O primeiro texto foi “A Formação Inicial de Professores e a Educação Inclusiva: Analisando as Propostas de Formação dos Cursos de Licenciatura do UFPA”, Amélia Maria Araújo Mesquita (2007) traz como objetivo analisar as propostas de formação dos cursos de Licenciatura da Universidade Federal do Pará, campus do Guamá,  reestruturados concomitante ou pós promulgação das Diretrizes Curriculares Nacionais da Educação Básica para a Formação de Professores (Resolução CNE/CP 1/ 2002), incluindo a licenciatura em geografia.  A autora observou se as prescrições e orientações oficiais com relação à preparação do professor para trabalhar em escolas inclusivas foram contempladas nos novos projetos políticos pedagógicos dos cursos. Utilizou como método a análise da proposta de formação, posta nos currículos dos cursos. De todas as discussões, podemos ressaltar que a autora denunciou que enquanto a inclusão for tratada como opção ou adendo de alguma disciplina, ajustada dentro do projeto curricular para apenas cumprimento de determinações legais, sem a dimensão da totalidade e complexidade que ela traz ao processo de formação de professores, continuará sendo percebida de forma simplista e equivocada. Continuará a impressão de que para formar professores para trabalharem em escolas inclusivas, os cursos de licenciatura devem embeber seus alunos de conhecimentos teóricos e informações sobre cada deficiência e suas formas de identificá-las. Outra importante questão é a percepção de que os professores da universidade não possuem o domínio teórico para oferecerem essa disciplina nos cursos, por isso se omitem e recusam adentrar nessas discussões, esquecendo-se que a educação dessas pessoas se vincula muito mais a uma boa prática pedagógica do que ao conhecimento clínico sobre elas.

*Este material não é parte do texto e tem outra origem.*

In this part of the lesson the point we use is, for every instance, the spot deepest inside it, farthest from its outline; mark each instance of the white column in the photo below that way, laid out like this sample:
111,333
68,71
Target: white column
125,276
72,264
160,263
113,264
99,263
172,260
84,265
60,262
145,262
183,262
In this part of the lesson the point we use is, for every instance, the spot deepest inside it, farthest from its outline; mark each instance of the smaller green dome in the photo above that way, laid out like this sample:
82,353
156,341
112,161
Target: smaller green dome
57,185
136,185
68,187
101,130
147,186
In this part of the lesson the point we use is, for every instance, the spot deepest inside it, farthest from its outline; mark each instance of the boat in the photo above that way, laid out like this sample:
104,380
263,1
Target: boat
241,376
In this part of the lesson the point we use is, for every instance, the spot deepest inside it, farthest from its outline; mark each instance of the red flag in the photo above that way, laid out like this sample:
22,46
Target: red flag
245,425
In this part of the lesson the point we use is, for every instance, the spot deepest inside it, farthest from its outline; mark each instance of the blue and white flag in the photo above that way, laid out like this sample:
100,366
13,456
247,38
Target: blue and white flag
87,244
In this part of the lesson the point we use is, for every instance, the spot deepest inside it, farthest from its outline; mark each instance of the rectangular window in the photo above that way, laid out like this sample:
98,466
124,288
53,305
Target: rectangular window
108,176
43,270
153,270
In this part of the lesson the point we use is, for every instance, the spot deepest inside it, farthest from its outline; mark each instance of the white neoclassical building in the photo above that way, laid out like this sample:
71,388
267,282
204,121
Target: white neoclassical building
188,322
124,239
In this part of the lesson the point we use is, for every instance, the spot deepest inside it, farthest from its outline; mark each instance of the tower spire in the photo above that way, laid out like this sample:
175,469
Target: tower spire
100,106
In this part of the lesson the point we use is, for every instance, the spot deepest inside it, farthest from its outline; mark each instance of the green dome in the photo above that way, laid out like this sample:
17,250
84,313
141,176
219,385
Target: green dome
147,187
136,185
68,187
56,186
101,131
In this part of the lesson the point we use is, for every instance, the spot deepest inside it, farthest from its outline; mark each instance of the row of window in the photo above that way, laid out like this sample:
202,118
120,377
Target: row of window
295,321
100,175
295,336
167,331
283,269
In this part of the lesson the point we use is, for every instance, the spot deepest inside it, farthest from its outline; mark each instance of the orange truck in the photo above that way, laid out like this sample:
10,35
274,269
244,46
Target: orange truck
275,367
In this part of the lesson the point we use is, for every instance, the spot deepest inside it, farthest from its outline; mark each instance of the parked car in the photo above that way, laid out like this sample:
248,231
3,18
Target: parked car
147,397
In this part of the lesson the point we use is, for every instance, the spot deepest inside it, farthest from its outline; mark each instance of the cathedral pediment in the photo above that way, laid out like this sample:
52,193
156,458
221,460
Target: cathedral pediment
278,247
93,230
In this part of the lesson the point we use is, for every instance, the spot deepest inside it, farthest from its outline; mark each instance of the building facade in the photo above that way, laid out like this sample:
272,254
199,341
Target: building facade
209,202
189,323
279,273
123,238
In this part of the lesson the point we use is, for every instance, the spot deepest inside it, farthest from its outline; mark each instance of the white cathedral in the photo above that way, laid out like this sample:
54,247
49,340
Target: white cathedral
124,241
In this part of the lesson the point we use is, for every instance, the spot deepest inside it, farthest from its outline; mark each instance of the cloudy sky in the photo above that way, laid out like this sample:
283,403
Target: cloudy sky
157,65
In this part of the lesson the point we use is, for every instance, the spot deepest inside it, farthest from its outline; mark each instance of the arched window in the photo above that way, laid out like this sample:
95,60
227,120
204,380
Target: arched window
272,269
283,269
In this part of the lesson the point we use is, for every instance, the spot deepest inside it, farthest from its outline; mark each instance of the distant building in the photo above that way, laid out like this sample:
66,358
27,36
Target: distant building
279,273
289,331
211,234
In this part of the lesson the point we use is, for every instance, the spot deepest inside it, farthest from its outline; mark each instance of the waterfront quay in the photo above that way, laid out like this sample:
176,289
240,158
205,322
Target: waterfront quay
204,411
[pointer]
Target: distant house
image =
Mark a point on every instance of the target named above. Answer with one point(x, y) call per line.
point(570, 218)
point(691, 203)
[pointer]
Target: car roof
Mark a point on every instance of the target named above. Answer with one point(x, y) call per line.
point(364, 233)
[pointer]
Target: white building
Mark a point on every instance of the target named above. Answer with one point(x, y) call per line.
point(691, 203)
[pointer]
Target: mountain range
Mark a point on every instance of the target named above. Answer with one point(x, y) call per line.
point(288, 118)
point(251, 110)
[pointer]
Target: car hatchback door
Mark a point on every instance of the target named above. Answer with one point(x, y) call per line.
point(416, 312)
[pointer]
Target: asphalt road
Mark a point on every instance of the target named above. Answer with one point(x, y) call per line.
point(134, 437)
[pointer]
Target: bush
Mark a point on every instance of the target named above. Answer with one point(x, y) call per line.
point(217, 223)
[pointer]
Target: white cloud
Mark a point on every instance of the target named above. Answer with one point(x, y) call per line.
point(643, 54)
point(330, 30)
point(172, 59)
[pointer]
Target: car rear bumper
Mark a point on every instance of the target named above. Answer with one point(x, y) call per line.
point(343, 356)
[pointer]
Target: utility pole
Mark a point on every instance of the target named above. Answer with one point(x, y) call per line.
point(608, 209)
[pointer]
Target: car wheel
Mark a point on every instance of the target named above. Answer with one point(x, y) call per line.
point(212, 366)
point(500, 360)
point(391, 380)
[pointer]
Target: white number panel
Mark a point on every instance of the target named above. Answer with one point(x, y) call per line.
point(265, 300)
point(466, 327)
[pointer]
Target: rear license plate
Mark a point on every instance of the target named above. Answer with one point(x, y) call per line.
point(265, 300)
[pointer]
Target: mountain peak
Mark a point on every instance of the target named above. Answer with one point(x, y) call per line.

Em “Desvelando o território da educação inclusiva na formação inicial de professores de geografia: os projetos pedagógicos da UFPA e IFPA”, de Marcelo Gaudêncio Brito Pureza (2012). O autor fez uma análise dos PPCs dos cursos de licenciatura em geografia das IES públicas de Belém – PA. Observou, nestes, se a proposta curricular dos referidos cursos, contribuem para a formação do professor inclusivo. A discussão se baseia na análise do conceito de habilidades e atitudes sociais e ainda sobre o que trata a proposta de competências, todos voltados para uma intencionalidade política e do capital.  O autor concluiu que há uma grande discussão sobre inclusão, visto que, o conceito de “excluídos”, não é politicamente correto, já que este conceito foi criado e sustentado pelo capitalismo e neoliberalismo. Assim, serve para incluir (os excluídos) no consumo, ou naquilo que é importante ser visto, na ótica do capitalismo neoliberal. Para o autor, a inclusão entra como algo necessário a se chamar atenção para que haja interesse de ser remediado, tratado ou discutido, de forma a causar estratégias políticas que gerem novos mercados para as áreas de consumo, tirando o foco real da inclusão. Em resumo, a inclusão, que deveria proporcionar um processo de equidade entre todos os indivíduos da sociedade, na perspectiva do autor, vem com foco prioritário, como estratégia do capital transformando-se em merchandising.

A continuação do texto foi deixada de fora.